Your challenge in the constructed example is to ask, What are we missing by focusing only on the formal transportation system and in answer to see what could or does connect sites of successful interventions into a system or network that can be supported by transportation professionals.

–One such informal system is illustrated in Figure 1. Here the transportation system is an informal one, i, implied by the connected sites, with its value curve ACi and its carrying capacity, CCi (which would now be recast in terms of local knowledge and familiarity with specific traffic patterns).

Diagrammatically, ACi is the net value car users attach to a good mess that could go bad at some point near or after CCi. If traffic professionals cannot squeeze good messes out of the bad mess that congestion has become (i.e., realize and increase a value increment between AA’ and AB), they can identify, protect and enhance different systems that are not (yet) bad messes.

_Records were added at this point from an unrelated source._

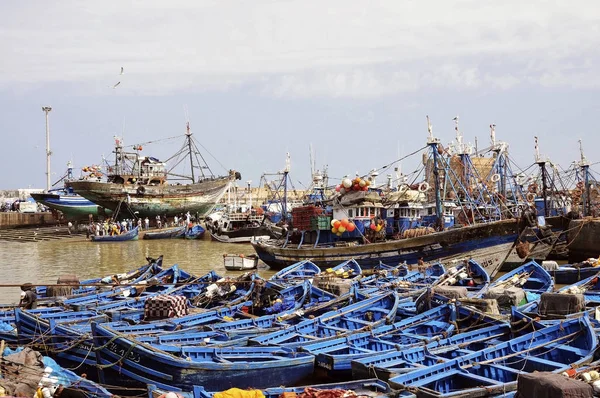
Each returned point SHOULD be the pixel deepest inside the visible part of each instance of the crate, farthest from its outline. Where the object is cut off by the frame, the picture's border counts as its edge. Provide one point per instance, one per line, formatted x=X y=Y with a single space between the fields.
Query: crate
x=320 y=222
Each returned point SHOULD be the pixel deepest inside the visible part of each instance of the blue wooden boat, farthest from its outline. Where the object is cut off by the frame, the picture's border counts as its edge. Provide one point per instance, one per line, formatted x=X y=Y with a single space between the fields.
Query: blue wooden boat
x=530 y=277
x=72 y=343
x=468 y=274
x=363 y=388
x=569 y=274
x=401 y=278
x=36 y=329
x=406 y=358
x=350 y=267
x=426 y=329
x=589 y=287
x=495 y=369
x=294 y=273
x=144 y=272
x=65 y=377
x=170 y=233
x=129 y=235
x=368 y=313
x=196 y=232
x=181 y=367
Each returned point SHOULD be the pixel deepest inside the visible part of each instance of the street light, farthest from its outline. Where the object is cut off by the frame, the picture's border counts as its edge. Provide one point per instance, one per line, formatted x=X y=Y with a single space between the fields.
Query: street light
x=47 y=110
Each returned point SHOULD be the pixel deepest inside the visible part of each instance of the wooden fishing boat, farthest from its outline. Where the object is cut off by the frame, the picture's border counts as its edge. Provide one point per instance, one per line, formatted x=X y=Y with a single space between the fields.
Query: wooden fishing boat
x=129 y=235
x=363 y=388
x=469 y=275
x=495 y=369
x=182 y=367
x=240 y=262
x=195 y=232
x=170 y=233
x=139 y=184
x=483 y=241
x=296 y=272
x=71 y=382
x=569 y=274
x=368 y=313
x=144 y=272
x=424 y=330
x=520 y=286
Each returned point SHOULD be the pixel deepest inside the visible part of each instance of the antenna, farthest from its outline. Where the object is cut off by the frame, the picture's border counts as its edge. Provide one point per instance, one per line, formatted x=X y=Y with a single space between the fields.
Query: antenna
x=583 y=159
x=493 y=134
x=429 y=128
x=287 y=163
x=311 y=159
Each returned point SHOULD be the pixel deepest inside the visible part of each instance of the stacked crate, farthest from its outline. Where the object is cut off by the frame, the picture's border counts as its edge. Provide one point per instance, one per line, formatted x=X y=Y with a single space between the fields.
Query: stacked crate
x=320 y=222
x=302 y=216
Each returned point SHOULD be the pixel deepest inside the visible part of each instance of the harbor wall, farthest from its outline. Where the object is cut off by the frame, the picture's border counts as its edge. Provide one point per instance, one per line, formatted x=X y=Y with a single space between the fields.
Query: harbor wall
x=16 y=219
x=583 y=239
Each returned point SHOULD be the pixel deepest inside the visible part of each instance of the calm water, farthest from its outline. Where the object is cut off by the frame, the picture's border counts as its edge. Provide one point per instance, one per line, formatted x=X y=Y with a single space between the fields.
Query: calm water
x=44 y=262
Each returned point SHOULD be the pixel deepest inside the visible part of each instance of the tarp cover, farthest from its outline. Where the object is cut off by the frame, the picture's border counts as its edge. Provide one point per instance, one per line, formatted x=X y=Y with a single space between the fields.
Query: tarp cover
x=551 y=385
x=452 y=292
x=561 y=304
x=165 y=306
x=506 y=297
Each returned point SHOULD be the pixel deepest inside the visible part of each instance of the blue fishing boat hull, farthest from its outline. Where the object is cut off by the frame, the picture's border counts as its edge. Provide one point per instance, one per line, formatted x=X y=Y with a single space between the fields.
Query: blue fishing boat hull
x=166 y=234
x=566 y=275
x=196 y=232
x=214 y=368
x=129 y=235
x=485 y=241
x=364 y=388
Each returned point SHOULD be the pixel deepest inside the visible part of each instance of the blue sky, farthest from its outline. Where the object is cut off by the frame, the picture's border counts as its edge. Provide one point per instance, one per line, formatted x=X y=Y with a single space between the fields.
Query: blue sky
x=262 y=78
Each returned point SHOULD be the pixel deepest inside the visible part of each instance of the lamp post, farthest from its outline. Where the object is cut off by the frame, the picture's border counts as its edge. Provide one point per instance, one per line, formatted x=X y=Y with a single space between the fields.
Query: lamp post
x=47 y=110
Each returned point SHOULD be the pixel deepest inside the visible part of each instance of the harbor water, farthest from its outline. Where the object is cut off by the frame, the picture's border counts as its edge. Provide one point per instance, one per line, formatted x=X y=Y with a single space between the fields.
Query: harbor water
x=43 y=262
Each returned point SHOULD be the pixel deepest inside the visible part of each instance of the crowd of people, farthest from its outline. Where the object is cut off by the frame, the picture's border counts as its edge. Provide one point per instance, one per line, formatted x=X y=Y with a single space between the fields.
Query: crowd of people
x=110 y=227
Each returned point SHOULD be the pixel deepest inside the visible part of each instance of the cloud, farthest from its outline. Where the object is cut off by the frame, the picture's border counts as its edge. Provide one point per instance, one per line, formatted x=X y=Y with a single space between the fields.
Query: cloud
x=298 y=48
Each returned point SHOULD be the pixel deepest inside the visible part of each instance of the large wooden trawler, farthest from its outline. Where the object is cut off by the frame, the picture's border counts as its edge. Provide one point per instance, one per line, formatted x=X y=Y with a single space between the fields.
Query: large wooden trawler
x=138 y=184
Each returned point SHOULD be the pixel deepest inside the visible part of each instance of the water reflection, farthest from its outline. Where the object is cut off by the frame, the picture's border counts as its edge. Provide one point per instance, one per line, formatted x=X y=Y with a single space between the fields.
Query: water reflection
x=43 y=262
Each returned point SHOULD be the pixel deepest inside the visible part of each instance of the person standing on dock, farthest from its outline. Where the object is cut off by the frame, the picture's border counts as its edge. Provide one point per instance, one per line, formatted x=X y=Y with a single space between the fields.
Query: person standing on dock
x=28 y=298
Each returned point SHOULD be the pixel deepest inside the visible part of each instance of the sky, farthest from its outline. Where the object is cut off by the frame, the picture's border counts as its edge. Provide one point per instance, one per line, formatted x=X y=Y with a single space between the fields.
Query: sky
x=258 y=79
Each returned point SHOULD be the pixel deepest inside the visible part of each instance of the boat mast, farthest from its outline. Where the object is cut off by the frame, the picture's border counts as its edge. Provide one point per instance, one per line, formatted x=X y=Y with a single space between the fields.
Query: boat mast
x=286 y=171
x=47 y=109
x=433 y=143
x=542 y=164
x=585 y=171
x=188 y=134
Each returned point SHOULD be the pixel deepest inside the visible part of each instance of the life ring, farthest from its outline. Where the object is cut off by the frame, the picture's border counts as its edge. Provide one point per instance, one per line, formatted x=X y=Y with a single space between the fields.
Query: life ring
x=530 y=197
x=170 y=394
x=532 y=188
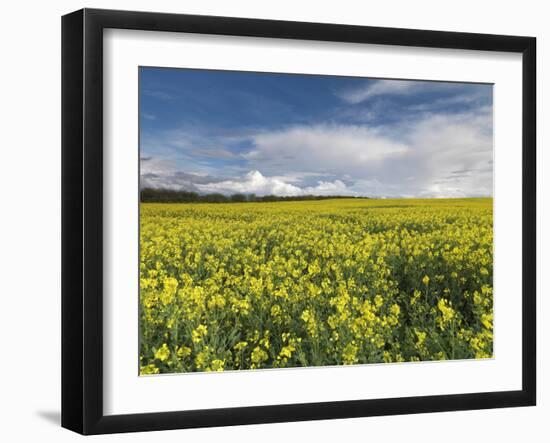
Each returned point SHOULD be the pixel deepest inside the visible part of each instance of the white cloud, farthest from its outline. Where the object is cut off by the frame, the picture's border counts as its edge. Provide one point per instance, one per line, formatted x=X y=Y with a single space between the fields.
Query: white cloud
x=428 y=155
x=252 y=183
x=380 y=87
x=322 y=148
x=256 y=183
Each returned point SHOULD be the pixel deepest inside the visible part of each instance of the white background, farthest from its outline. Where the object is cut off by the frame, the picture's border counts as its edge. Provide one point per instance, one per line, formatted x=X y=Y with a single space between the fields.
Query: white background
x=30 y=221
x=127 y=393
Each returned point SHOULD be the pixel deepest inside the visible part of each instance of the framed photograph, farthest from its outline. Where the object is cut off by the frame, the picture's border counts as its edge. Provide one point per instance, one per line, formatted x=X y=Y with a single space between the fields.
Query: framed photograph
x=269 y=221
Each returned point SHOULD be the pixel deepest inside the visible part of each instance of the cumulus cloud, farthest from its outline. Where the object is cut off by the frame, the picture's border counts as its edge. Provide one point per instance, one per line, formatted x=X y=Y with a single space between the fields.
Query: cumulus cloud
x=256 y=183
x=430 y=155
x=381 y=87
x=323 y=148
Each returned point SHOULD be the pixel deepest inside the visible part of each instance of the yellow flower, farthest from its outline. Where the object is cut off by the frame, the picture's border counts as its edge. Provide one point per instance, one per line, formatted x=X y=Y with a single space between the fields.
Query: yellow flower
x=149 y=369
x=162 y=353
x=199 y=333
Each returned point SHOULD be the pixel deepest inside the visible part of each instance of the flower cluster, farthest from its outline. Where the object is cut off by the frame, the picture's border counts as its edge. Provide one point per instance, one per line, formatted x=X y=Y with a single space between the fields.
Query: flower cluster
x=332 y=282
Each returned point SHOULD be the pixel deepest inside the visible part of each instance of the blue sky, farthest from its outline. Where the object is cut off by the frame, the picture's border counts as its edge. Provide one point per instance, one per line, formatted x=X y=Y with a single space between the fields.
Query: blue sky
x=286 y=134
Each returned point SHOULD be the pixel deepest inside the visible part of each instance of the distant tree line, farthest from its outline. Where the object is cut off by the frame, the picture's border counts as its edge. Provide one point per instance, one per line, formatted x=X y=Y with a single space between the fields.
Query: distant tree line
x=151 y=195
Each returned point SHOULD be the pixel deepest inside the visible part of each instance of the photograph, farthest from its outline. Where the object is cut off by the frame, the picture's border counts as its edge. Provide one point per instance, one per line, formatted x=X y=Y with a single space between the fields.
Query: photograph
x=293 y=220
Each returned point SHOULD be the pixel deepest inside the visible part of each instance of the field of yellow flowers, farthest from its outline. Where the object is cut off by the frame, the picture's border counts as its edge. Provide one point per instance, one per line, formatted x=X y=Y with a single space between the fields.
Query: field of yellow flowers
x=348 y=281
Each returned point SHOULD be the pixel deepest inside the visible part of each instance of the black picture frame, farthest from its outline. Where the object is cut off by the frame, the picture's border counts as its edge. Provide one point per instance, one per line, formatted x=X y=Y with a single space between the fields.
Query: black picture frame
x=82 y=218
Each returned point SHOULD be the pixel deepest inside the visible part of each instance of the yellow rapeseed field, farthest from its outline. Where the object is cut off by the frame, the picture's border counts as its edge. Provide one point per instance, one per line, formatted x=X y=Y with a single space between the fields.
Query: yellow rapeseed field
x=331 y=282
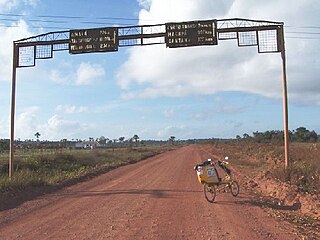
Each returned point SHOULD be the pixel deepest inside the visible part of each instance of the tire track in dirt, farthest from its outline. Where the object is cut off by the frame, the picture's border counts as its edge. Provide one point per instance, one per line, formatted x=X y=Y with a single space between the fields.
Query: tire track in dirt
x=158 y=198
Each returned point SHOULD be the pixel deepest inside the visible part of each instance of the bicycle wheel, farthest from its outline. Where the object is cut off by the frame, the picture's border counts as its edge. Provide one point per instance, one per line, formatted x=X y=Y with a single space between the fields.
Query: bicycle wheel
x=209 y=192
x=234 y=187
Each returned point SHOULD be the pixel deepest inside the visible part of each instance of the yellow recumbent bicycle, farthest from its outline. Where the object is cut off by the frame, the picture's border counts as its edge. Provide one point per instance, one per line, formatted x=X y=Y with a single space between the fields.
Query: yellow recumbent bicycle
x=208 y=176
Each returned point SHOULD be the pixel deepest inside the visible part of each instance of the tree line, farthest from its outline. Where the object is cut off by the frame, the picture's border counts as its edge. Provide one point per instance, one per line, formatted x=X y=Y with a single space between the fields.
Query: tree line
x=301 y=134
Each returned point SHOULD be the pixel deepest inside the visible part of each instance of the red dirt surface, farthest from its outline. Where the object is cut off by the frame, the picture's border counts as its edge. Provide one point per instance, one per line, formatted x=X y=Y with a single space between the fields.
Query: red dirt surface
x=159 y=198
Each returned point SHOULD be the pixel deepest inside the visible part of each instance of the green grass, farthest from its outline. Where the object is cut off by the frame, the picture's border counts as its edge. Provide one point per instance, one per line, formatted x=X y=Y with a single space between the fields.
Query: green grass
x=49 y=167
x=304 y=161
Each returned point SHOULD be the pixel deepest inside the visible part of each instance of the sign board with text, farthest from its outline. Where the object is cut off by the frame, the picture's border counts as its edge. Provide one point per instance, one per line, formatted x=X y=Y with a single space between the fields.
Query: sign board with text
x=93 y=40
x=194 y=33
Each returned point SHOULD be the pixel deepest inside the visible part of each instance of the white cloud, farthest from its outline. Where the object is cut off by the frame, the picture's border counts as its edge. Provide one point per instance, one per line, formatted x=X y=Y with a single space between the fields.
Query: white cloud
x=155 y=71
x=177 y=131
x=26 y=123
x=86 y=74
x=69 y=109
x=169 y=113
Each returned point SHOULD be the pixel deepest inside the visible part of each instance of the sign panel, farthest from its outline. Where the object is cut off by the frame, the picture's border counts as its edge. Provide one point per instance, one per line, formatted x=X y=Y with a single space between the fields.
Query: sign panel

–What should the professionals do if there are neither informal systems to be improved nor any value increment to be realized in the formal transportation system? The “best” they can do under such circumstances is to try to keep Figure 1’s AA’ as “close” to the left of CC as possible or on the non-declining portion of AA’, should it exist, after breaching CC. Barring either, the professional is left with trying to halt or delay the further decline of AA’.

***

Four kinds of good messes are, in other words, to be distinguished in the constructed example. They are the product of two states and transitions, namely, what start out as good or bad messes and what end up as more of a good mess or less of a bad one. Table 1 summarizes the four positions:

Table 1: Four Types of Good Messes in Traffic Congestion

In case it needs saying, each is a good mess in its own right, though perceptions and expectations about the four cells vary considerably.